Wednesday, 7 December 2022

Childcare Services: Motion [Private Members]

 

10:00 am

Photo of Emer CurrieEmer Currie (Fine Gael) | Oireachtas source

I welcome any opportunity to debate childcare. The motion and the response to it are interesting to read through. They show that there has been progress. We have to acknowledge the national childcare scheme. The numbers show we are moving from being the highest in Europe. We are beginning to address that and we are on a journey. We are also lifting more children out of poverty through it. The core funding is a very important pillar in that as it gives stability to parents around fees and freezing the fees. Progress has been made with the employment regulation order. Of course, this is a journey and I do not think any of us would say we are where we want to be. There is an impatience about where we are with childcare and the cost of childcare. It is about accessible and affordable childcare.

The budget is great and getting up to 25% off fees is great too. In Dublin West, the issues that come up are as much about accessibility and not being able to secure baby rooms in the community. It is putting people and women off coming back to work, or they have to drive ridiculous journeys to access a crèche. These things add up over time. I do not think any woman who sets out to do well in her career envisages these barriers to employment. Sometimes it just becomes too much between the cost, the extra travelling and the juggle. We need a vision for what the alternative looks like or what we are moving towards. I would like to see more capital investment opportunities for crèches. I believe in the community crèche model. It is a successful model. It has its issues but with political will, it can be the template. It is a format we can develop so we can open not-for-profit crèche in our communities that are highly subsidised. That will bring us on a journey towards what can be a public system.

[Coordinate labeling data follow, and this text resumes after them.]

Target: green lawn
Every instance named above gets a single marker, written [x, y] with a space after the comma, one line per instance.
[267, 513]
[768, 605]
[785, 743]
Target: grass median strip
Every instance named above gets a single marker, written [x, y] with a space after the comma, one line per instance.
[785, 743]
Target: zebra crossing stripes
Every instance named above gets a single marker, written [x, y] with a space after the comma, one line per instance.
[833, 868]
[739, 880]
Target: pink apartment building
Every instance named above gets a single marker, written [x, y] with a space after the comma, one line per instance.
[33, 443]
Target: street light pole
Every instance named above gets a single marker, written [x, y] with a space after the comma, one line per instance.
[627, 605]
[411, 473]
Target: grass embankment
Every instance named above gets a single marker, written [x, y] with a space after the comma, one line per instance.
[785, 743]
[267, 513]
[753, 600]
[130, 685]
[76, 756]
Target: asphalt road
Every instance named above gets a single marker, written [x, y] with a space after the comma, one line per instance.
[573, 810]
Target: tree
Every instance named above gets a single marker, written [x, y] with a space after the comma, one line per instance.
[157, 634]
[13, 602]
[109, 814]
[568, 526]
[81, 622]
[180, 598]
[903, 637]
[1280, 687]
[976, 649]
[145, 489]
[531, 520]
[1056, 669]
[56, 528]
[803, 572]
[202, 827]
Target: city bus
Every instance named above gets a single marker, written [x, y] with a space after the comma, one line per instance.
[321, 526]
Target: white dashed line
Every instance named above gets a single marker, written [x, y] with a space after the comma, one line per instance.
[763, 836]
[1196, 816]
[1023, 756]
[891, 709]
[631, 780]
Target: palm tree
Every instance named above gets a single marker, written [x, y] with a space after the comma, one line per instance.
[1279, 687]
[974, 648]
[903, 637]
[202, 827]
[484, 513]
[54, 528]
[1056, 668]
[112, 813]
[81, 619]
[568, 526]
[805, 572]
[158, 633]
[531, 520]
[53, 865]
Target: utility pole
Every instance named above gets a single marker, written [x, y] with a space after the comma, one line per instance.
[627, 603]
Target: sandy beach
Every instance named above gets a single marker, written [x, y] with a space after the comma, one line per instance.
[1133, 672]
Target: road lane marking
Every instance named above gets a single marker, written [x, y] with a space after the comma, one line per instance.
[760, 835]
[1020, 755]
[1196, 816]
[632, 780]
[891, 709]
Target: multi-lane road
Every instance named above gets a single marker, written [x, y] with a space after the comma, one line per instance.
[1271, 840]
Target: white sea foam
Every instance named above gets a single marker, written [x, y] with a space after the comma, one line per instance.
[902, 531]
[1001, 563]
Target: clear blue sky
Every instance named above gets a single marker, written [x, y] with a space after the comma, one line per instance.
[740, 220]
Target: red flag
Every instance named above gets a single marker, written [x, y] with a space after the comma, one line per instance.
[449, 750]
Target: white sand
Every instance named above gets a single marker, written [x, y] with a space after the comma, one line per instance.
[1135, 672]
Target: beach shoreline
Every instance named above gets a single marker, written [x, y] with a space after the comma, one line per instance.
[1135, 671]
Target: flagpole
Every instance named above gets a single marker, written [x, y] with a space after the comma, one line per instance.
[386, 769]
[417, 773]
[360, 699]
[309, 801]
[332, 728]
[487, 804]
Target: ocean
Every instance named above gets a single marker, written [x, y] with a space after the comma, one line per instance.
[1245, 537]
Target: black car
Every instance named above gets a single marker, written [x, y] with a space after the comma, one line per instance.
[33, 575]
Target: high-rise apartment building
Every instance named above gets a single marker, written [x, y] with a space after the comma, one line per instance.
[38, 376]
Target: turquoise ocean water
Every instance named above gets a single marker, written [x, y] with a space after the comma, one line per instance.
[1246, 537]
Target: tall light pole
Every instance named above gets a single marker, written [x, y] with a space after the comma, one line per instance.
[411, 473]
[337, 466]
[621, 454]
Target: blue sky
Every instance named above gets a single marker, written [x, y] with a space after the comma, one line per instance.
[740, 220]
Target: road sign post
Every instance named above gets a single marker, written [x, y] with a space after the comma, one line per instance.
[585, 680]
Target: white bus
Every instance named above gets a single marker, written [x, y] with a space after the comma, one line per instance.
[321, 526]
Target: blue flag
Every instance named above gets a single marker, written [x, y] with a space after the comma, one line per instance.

I was in Iceland on that trip with Senator Hoey. I believe it is the right of a child to have an education that is appropriate to their age from a certain age. Having that support from a certain age as a given has transformed Iceland's society and economy. It also levels the playing field between men and women with regard to opportunities and the gender pay gap. It starts with shared parental leave as one pillar but the expectation is that the system will support families and children. It is the right of the child to spend as much time with, and be raised as much by, their father or the second parent as the first and it is the right of any parent to have access to affordable and accessible childcare. It is commonplace enough around Europe. I am thinking of France, Iceland and Finland, where there are day parents to close the gap until the child starts in a community crèche at 18 months or two years. In some countries, such as Australia for instance, it might even be older.

We seem to have moved entirely into a system where crèches are the only environment where there are subsidies. We are not looking closely enough at childminding and day parents, as they are called, which works in other countries. We are registering childminders, and they get up to €15,000 tax-free in Ireland, but we should be giving more to make those environments what we want them to be and formalising that system of day parents. That is a model that can help us through the baby rooms and the smaller ages. It would bridge the gap before we get into expanding the community crèche model, which can ultimately bring us to a public service and a dependable, education-first childcare system, centred on the rights of the child, that we can all rely on.